Hepatocytes are the main cells of the liver. They are large polyhedral cells, with six surfaces, three of which have a relevant function. The three relevant type of surfaces are sinusoidal, canalicular and intercellular. These surfaces are involved in the exchange of substances between the hepatocyte, the vessels and the biliar canaliculi. The sinusoidal surfaces are separated from the sinusoids because of the perisinusoidal space. They represent 70% of the total hepatocyte surface. They are coated by microvilli which emerge to the perisinusoidal space. These surfaces are the place where the exchange of substances between the hepatocytes and the sinusoids occurs. The canalicular surfaces are the ones through which bile drains from the hepatocytes to the canaliculi. They represent 15% of the surface of the cell. The cytoplasm of the hepatocyte near canaliculi is rich in actin filaments, and they are probably capable of modifying the canaliculi’s diameter, thus influencing the flow; however this is not yet proven. The intercellular surfaces are the ones that are between two adjacent hepatocytes and they are not in contact with sinusoids or canaliculi. These are simple surfaces specialized in the cellular adherence and in the communication between hepatocytes through gap junctions.

Hepatocytes measure between 20 and 30 μm in each dimension. They are in charge of developing all the functions of the liver such as the metabolism of lipids, carbohydrates and proteins, as well as the processing of hormones and drugs. Hepatocytes constitute about 80% of the cell population of the liver, with the other 20% being occupied by Kupffer cells, hepatic stellate cells, endothelial cells and mesothelial cells, which are not exactly characteristic of the liver, but are present in the liver samples.

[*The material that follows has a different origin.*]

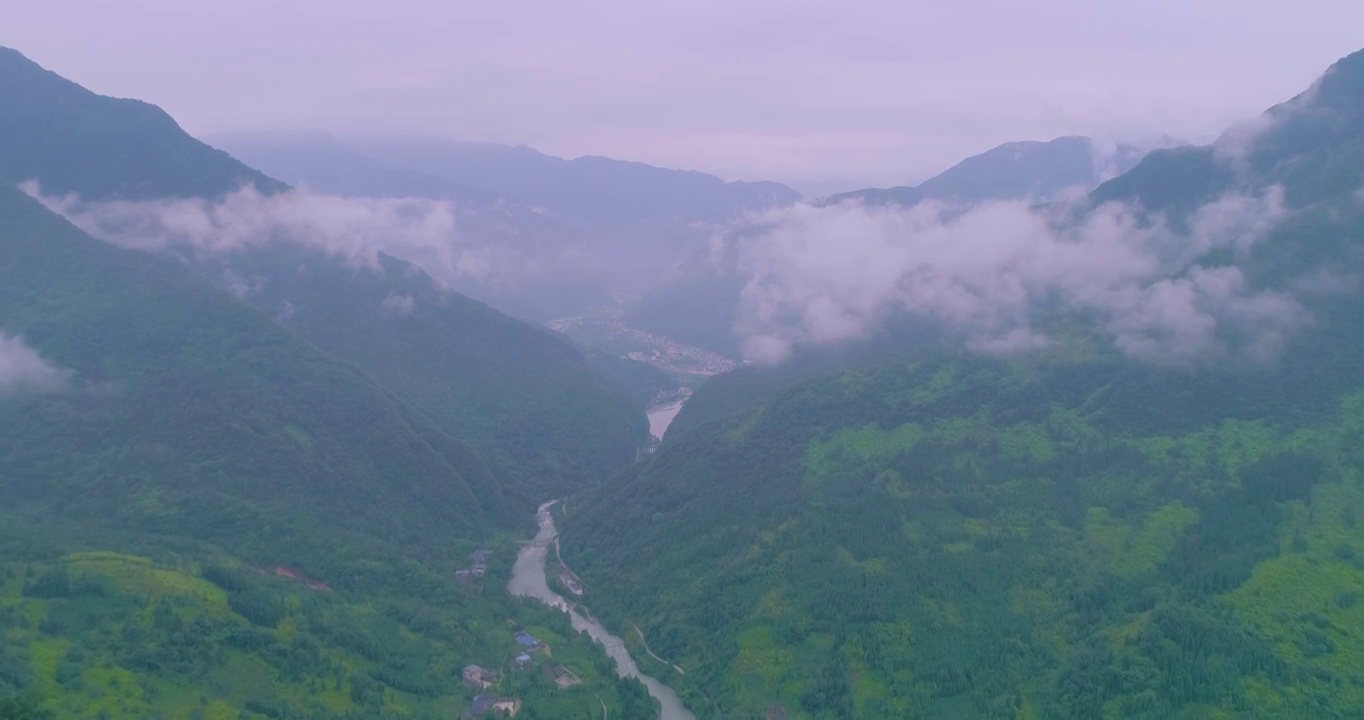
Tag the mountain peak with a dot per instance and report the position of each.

Histologically speaking, hepatocytes have specific characteristics. Their nuclei are large and spheroidal, occupying the center of the cell. There is at least one nucleolus in each nucleus. In the adult liver, most of the cells are binucleated, and most of the hepatocytes are tetraploid, which means that they have four times the amount of normal DNA. Their average lifespan is from approximately five months, and hepatocytes have a significant regeneration capacity after parenchymal loss by toxic processes, diseases or surgeries. Their cytoplasm is mostly acidophilic. Basophilic regions correspond to the RER and free ribosomes. Mitochondria are abundant in hepatocytes, from 800 to 1000 per cell. They can be detected using Janus green B or enzimo-histochemistry. Hepatocytes possess multiple Golgi complexes, and have large numbers of peroxisomes, which can be detected with immunohistochemistry. Smooth endoplasmic reticulum can be extensive and may contain enzymes involved in degradation and conjugation of toxins and drugs, and other enzymes involved in the synthesis of cholesterol and lipoproteins.

== Kupffer cells ==
Liver sinusoids are different from the rest of the body’s sinusoids since they have macrophage cells intercalated in between their endothelial cells. Kupffer cells have a different embryological origin, coming from the myeloid line in the reticuloendohelial system (also called mononuclear phagocyte system) and are related to the immune system. They first develop in the bone marrow and then migrate to the liver where they differentiate into Kupffer cells. In fact, they are the macrophages of the liver and are located in the sinusoids. Sinusoids are vascular channels that receive blood from terminal branches of the hepatic artery and portal vein and make it flow to the central veins. The space located between the endothelium is known as the Disse Space. Histologically speaking, Kupffer cells are difficult to identify; however, they are easily seen if there are stained particles that were phagocytosed. The main function of the Kupffer cells is the destruction of old blood cells that go through the liver.

==Hepatic stellate cells==
In the perisinusoidal space, a different type of cells can be found. These cells are characteristic of the liver, since they are not found in any other tissue. These hepatic stellate cells, also named lipocytes, have lipid drops in their cytosol. It is thought that these drops store a fraction of the body’s vitamin A supply. Hepatic stellate cells rest over the Remak trabecules, and they emit extensions to the sinusoids.